Em sua terceira edição, a antologia Motus teve como tema “O Tempo” e recebeu inscrições de autores residentes em diferentes estados brasileiros e no exterior (Canadá, Estados Unidos, Itália, Japão, Moçambique e Portugal). Dez poemas e dez contos foram selecionados através de concurso literário, e um poema escrito de forma colaborativa por estudantes do nono ano com apoio de duas professoras, resultado da ação Motus na Escola Estadual Dr. Romário Araújo de Oliveira – CIEP (Alegrete). Cada obra é acompanhada por uma ilustração da artista Amanda Gobus Lopes.
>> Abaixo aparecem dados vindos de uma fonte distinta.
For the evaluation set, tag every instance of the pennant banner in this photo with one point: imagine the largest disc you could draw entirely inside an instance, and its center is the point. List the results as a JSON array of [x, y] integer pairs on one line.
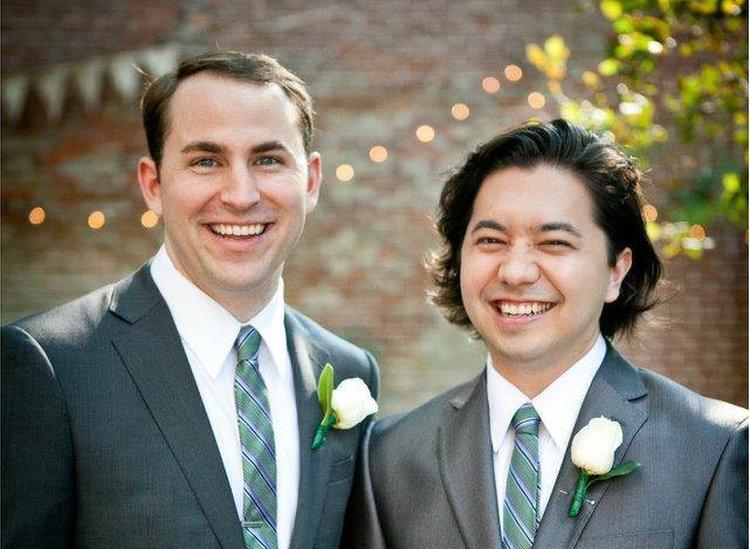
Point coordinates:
[[86, 80]]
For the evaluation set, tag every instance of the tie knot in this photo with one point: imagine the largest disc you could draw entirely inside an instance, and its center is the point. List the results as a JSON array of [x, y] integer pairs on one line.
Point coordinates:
[[247, 343], [526, 420]]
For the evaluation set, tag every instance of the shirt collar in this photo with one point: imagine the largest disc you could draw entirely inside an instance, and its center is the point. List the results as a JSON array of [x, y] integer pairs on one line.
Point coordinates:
[[558, 405], [207, 328]]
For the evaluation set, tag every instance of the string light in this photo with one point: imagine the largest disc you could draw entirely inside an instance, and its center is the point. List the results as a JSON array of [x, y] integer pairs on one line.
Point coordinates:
[[513, 73], [696, 231], [425, 133], [459, 111], [490, 84], [149, 219], [378, 154], [650, 213], [37, 215], [96, 220], [345, 172], [536, 100]]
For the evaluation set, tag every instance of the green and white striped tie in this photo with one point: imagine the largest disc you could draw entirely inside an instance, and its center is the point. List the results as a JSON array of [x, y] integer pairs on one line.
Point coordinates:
[[257, 445], [521, 506]]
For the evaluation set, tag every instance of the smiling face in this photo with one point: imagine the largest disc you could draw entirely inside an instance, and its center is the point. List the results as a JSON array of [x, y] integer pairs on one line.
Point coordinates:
[[534, 271], [233, 188]]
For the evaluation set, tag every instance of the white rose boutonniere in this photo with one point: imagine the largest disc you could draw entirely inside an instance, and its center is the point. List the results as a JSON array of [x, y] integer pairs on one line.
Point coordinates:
[[593, 452], [343, 407]]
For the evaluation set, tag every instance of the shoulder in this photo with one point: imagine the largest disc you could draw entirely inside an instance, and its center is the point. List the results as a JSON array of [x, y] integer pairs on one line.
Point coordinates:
[[689, 412], [299, 325], [69, 322], [413, 431], [72, 324]]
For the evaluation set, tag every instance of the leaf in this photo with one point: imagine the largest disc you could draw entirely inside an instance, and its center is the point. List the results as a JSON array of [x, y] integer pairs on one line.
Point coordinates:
[[609, 67], [325, 388], [611, 9], [556, 49], [536, 57]]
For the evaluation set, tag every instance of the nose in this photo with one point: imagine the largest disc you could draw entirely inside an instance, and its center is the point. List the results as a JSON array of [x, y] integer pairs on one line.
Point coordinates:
[[240, 189], [519, 267]]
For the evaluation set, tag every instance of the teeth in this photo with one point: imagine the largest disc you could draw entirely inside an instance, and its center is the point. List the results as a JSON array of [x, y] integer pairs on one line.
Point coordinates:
[[239, 230], [524, 309]]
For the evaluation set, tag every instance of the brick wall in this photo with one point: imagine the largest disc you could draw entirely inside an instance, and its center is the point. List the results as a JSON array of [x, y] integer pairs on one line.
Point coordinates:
[[378, 70]]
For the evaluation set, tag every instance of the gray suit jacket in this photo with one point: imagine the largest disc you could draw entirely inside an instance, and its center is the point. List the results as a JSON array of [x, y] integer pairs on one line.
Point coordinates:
[[105, 441], [426, 478]]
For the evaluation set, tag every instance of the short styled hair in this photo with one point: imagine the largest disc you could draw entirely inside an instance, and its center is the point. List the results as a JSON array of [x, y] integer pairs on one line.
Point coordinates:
[[255, 68], [611, 179]]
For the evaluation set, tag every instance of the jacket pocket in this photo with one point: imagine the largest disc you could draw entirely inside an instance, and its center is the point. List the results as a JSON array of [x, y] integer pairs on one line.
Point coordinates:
[[660, 539]]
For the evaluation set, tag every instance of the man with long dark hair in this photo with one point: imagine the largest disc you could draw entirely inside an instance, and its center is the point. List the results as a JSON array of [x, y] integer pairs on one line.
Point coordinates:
[[559, 442]]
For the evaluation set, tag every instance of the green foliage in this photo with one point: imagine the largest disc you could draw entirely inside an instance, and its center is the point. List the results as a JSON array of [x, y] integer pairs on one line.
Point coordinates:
[[674, 79], [325, 389]]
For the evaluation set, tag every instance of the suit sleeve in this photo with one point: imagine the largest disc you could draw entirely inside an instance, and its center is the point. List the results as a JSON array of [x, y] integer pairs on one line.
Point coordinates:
[[37, 461], [361, 524], [724, 517]]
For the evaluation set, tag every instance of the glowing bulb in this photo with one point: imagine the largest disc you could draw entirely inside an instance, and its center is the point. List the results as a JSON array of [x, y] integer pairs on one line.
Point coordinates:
[[536, 100], [149, 219], [37, 215], [650, 213], [425, 133], [696, 231], [459, 111], [513, 73], [96, 220], [345, 172], [378, 153], [491, 84]]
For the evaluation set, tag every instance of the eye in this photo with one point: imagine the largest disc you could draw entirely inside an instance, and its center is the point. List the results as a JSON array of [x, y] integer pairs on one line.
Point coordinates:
[[267, 161], [557, 244], [489, 241], [205, 162]]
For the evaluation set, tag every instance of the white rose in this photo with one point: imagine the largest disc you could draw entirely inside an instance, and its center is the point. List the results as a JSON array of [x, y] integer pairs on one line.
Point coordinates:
[[352, 402], [593, 447]]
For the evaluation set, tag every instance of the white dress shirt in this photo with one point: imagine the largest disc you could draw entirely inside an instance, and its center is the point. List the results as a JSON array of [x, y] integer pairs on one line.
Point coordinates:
[[558, 407], [208, 332]]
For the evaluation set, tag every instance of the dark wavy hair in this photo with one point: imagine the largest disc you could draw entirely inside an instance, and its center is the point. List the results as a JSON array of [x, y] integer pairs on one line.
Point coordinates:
[[613, 182], [255, 68]]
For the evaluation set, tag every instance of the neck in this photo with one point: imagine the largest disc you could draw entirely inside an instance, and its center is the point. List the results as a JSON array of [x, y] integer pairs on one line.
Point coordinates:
[[243, 304], [534, 376]]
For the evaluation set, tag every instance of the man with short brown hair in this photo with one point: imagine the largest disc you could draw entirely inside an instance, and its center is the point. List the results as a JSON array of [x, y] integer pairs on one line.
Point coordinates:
[[177, 408]]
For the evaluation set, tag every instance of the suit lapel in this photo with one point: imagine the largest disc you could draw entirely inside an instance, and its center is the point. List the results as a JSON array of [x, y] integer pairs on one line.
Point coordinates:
[[151, 349], [616, 393], [315, 467], [466, 468]]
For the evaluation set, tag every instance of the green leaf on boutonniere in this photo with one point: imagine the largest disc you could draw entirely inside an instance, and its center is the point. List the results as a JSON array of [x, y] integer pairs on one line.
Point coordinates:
[[325, 388], [325, 396], [585, 481], [619, 471]]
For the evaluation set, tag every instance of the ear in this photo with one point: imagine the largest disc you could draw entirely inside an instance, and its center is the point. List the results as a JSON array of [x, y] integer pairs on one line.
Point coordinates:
[[148, 179], [314, 179], [617, 274]]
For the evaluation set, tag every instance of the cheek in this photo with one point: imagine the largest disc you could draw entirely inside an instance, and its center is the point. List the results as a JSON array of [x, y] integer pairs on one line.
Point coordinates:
[[476, 272]]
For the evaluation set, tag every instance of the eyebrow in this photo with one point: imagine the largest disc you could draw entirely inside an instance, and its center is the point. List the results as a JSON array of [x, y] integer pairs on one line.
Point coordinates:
[[543, 228], [212, 147], [558, 226]]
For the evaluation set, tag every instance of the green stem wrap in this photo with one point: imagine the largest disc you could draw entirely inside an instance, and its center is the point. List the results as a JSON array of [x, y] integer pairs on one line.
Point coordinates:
[[320, 433], [579, 494]]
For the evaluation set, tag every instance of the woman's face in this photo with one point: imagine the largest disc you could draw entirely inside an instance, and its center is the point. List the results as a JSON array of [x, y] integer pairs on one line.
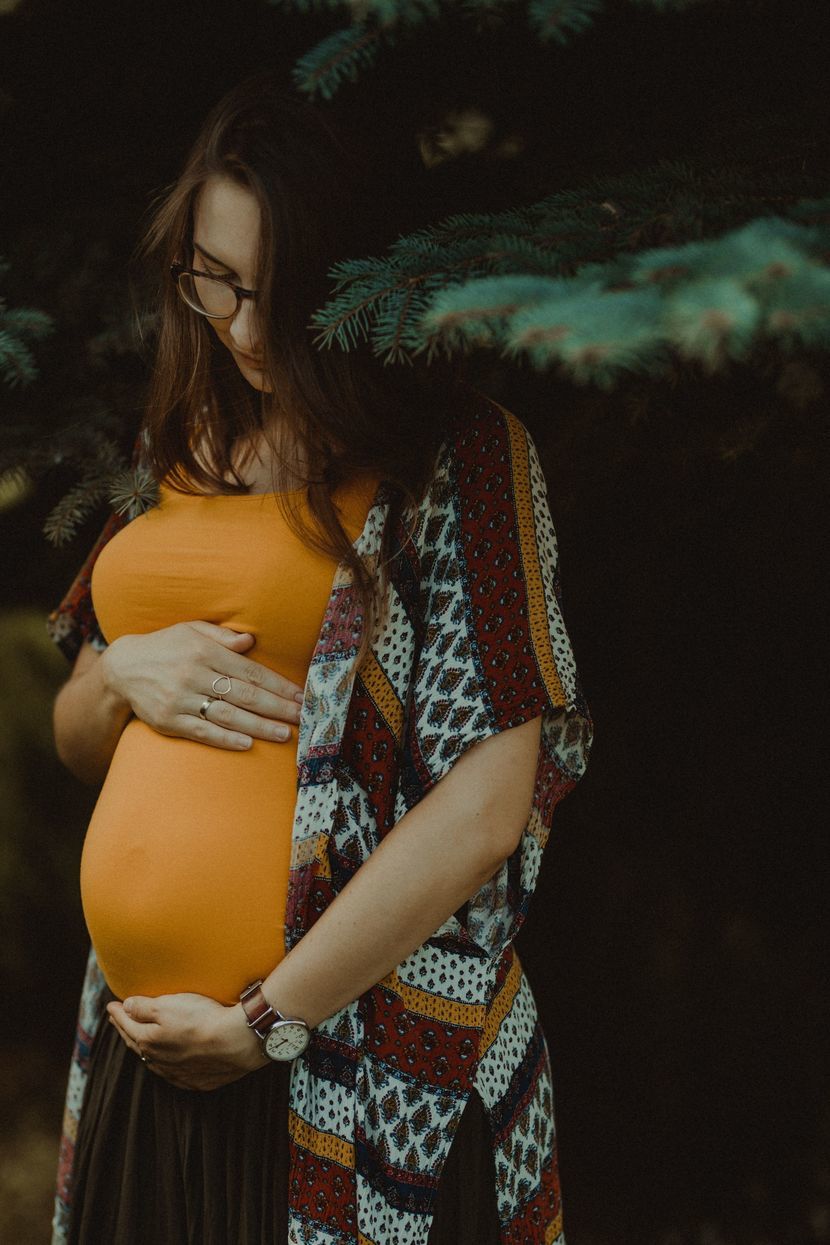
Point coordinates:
[[225, 235]]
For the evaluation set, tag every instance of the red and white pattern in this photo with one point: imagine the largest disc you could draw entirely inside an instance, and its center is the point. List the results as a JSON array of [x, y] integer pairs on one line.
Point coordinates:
[[473, 644]]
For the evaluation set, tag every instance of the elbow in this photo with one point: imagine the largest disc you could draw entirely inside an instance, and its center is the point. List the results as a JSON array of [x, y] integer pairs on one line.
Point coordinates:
[[71, 757], [498, 828]]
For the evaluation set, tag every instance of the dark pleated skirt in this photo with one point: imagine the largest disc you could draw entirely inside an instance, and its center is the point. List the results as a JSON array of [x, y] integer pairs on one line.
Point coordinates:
[[182, 1167]]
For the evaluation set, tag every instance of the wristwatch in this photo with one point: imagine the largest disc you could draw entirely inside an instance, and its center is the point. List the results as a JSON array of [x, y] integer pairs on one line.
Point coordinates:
[[284, 1037]]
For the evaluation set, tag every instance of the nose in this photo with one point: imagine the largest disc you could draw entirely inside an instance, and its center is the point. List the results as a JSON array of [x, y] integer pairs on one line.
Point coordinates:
[[243, 329]]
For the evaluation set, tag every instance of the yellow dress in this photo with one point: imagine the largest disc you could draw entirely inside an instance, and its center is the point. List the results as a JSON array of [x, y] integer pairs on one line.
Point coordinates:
[[184, 863]]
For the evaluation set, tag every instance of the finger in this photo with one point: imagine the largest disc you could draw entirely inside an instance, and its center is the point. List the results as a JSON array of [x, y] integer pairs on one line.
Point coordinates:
[[137, 1031], [261, 704], [191, 726], [242, 666], [125, 1037], [238, 640], [222, 712]]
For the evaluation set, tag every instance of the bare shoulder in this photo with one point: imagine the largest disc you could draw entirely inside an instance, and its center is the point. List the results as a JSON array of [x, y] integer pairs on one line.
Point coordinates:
[[87, 657]]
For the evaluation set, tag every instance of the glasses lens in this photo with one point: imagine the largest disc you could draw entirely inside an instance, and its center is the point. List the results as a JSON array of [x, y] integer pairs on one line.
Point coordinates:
[[208, 294]]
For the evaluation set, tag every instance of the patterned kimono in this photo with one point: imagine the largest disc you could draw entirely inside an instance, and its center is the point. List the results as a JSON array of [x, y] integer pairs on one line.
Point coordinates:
[[473, 643]]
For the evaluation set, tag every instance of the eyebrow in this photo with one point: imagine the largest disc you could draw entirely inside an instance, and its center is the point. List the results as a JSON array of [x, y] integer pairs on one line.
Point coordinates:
[[213, 259]]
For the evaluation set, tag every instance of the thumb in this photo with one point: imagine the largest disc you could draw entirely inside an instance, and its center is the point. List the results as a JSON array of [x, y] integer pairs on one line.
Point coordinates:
[[137, 1007], [237, 640]]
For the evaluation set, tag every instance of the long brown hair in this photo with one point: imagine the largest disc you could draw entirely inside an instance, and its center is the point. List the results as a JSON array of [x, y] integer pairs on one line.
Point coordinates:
[[320, 201]]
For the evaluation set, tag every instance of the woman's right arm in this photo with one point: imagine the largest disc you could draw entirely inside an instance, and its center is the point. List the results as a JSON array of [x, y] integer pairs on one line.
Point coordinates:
[[163, 677], [88, 717]]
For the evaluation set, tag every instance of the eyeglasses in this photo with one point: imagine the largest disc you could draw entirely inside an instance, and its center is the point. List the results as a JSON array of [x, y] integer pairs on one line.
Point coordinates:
[[209, 295]]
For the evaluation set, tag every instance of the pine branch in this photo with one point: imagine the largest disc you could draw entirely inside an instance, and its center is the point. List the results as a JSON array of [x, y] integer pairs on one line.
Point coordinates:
[[576, 281], [344, 54]]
O poema parte do ponto de vista do narrador que vê alguém dançar em plena rua, mas vai aos poucos descolando da realidade, rumo ao sonho, numa espécie de transe que a dança é capaz de criar. Ei-lo:
Tempo dançarino
O livro teve lançamento na Feira do Livro de Porto Alegre |
Ali, no Largo que, outrora,
chamou-se o Largo do Império
(Império que já não há),
sobre a pedra portuguesa,
em noite fria de Inverno,
sob a luz da lua cheia,
se não me falha a memória,
eu vi um homem dançar.
Eu vi dançar esse homem
(ou mulher, até nem sei),
lembro como fosse ontem.
Nada mais não se movia,
sobre o asfalto a ferver,
sob o sol do meio-dia.
E enquanto ele ali dançasse,
não havia gravidade.
Bomba do céu não caía,
já não matava a polícia
e o campo, só, de batalha,
era o corpo que bailava.
Menino sem mãe nem pai,
pegou a sorrir de graça,
e até foi visto a cantar,
enquanto o homem dançava,
veloz como a nuvem alta,
com seu passo cai-não-cai,
Era a multidão de pobres
que seguia o Nazareno?
Poema de Maiakóvski,
pelos pés da bailarina?
Ou o Exército Vermelho
dançando o mapa da China?
Eu era uma parte dele
e ele era um meu pedaço,
feito o beato e seu crente.
O que eu fiz de certo e errado,
passo futuro e passado:
tudo eu via, de repente.
Tão depressa se movia,
que eu a ver não alcançava
a sua fisionomia.
E sem sombra de cansaço,
preenchia todo o espaço,
só com o gesto, sem mais nada.
Não sei que dança era aquela.
Um Tango, sei que não era,
nem era o praieiro Coco,
tampouco nobre Minueto.
Da Catira, tinha um pouco,
talvez do Samba um meneio...
Chapéu ele não usava,
de gaúcho ou de vaqueiro,
nem do boi a fantasia.
Não vi nenhum pau-de-fita.
Não se ouvia som de gaita,
nem berimbau ou pandeiro.
O tempo virou história,
a vida em volta girava,
cada um com seu destino,
cada qual na sua rota,
o mundo em tal desalinho,
e esse homem só... dançava.
E eu quis dançar com as palavras,
trocando os pés pelas rimas.
O homem já não dançava,
caía uma chuva fina:
só a memória da sua graça,
feito fumaça, subia.
Caminhar com mais leveza,
no entretanto desses tempos
em que eu sem querer nasci;
carregar um mundo inteiro
e conservar a cabeça
erguida e a espinha ereta:
foi ali que eu aprendi
meu ofício de poeta.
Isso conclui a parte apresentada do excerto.